1) Letter of Credit (L/C)
A letter of credit is issued by the buyer's bank, which guarantees to the seller that the payment for the goods will be made in accordance with the conditions stipulated in the contract after the delivery is completed. This is a commitment.
Characteristics: Payment is made through a letter of credit, which is safe and reliable, ensuring the interests of both buyers and sellers are protected. As long as the seller delivers the goods according to the contract, they can receive the payment without worrying about the buyer's breach of contract; The buyer only needs to pay the purchase price after receiving qualified goods, which can ensure the safety of the payment.
Process: The customer and supplier first communicate on sales and place an order, then the customer provides the order information to the import and export company and pays the deposit for opening the letter of credit. After receiving the deposit, the import and export company will open a letter of credit to the outside world. The supplier arranges for the factory to ship the goods and provides transportation documents such as invoices and packing lists. The import and export company is responsible for transporting and receiving goods. After the customer pays the import taxes, payment, and agency fees to the import and export company, the import and export company handles the customs clearance procedures and then releases the goods.
2) Telegraphic Transfer (T/T)
Telegraphic transfer is when the payer deposits a certain amount of money into the remitting bank, and the remitting bank informs the destination branch or agent bank (i.e. the remitting bank) via telegram or telephone, asking the remitting bank to pay a certain amount to the payee.
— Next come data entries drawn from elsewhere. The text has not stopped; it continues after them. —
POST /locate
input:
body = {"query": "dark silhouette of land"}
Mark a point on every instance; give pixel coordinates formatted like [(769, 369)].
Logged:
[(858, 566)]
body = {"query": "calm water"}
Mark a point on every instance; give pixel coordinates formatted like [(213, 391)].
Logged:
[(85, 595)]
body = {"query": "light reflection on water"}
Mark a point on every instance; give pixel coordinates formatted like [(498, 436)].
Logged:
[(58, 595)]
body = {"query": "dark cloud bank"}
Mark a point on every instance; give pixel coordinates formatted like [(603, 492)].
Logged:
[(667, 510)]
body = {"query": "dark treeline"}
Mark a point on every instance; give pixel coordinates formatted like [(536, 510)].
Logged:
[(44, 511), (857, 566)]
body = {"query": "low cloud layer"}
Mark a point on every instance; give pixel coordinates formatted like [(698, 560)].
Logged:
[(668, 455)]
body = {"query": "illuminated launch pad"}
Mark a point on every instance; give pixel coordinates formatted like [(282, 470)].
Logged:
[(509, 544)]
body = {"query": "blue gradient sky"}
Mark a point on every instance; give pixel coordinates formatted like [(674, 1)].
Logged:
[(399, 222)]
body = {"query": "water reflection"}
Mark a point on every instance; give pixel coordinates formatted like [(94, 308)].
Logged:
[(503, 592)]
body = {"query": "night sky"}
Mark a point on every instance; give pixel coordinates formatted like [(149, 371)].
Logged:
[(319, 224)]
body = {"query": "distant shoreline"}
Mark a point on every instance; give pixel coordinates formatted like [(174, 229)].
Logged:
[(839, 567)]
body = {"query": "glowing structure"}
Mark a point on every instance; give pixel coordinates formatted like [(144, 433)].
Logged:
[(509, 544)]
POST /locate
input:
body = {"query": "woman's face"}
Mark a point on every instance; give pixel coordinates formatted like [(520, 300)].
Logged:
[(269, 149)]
Characteristics: Telegraphic transfer is fast, but compared to letter of credit, the risk of wire transfer is higher because the seller cannot obtain payment protection like letter of credit.
Process: The customer and supplier first have sales communication, place an order, and then the customer provides order information to the import and export company. Before making foreign exchange payments, the full amount of RMB payment must be made. After receiving the money, the import and export company will make foreign exchange payments, and the supplier will arrange for shipment and provide relevant documents.
3) Documents against Payment (D/P)
Payment against documents means that the buyer's submission of documents relies on the importer's payment, which means that the seller hands over the documents to the bank after delivery, and the bank then hands over the documents to the seller after the buyer's payment.
Characteristic: Payment against documents carries certain risks for the seller, as the buyer may not make payment after receiving the documents. However, for the buyer, they can check the documents of the goods before payment to ensure that the goods meet the requirements of the contract.
4) Documents against Acceptance (D/A)
Document against acceptance means that the exporter's submission relies on the importer's acceptance on the bill of exchange. In other words, the exporter issues a deferred bill of exchange after shipping the goods, along with the shipping documents, and prompts the importer through the bank. After the importer accepts the bill of exchange, the collecting bank immediately hands over the shipping documents to the importer, and the importer pays when the bill of exchange expires.
Characteristic: There is a greater risk of accepting and presenting documents, as the seller can receive the documents after the buyer accepts the bill of exchange, but the buyer may not make payment on the due date of the bill of exchange.
5) Collection
Collection is when the exporter entrusts the responsibility of payment to their own bank, allowing the bank to collect payment on behalf of the exporter from the importer.
Characteristics: The characteristic of collection payment is that it is simple and convenient, suitable for situations where the trade scale is relatively small. However, compared to letter of credit payment, collection payment carries greater risks, and the seller cannot receive the same payment protection as letter of credit payment.
6) Advance Payment
Advance payment refers to the buyer paying a portion or all of the payment to the seller before receiving the goods.
Characteristic: Prepayment is beneficial for the seller as it ensures stable cash flow. But for the buyer, there is a certain risk because after paying the price, they may not receive qualified goods, or the goods may not meet the requirements of the contract.
7) Cash on Delivery (COD)
Cash on delivery means that the buyer pays the seller for the goods after receiving them.
Characteristic: Cash on delivery is beneficial for the buyer as payment can be made after inspecting the goods. But for the seller, there is a certain level of risk as the buyer may refuse to pay or make insufficient payments after receiving the goods.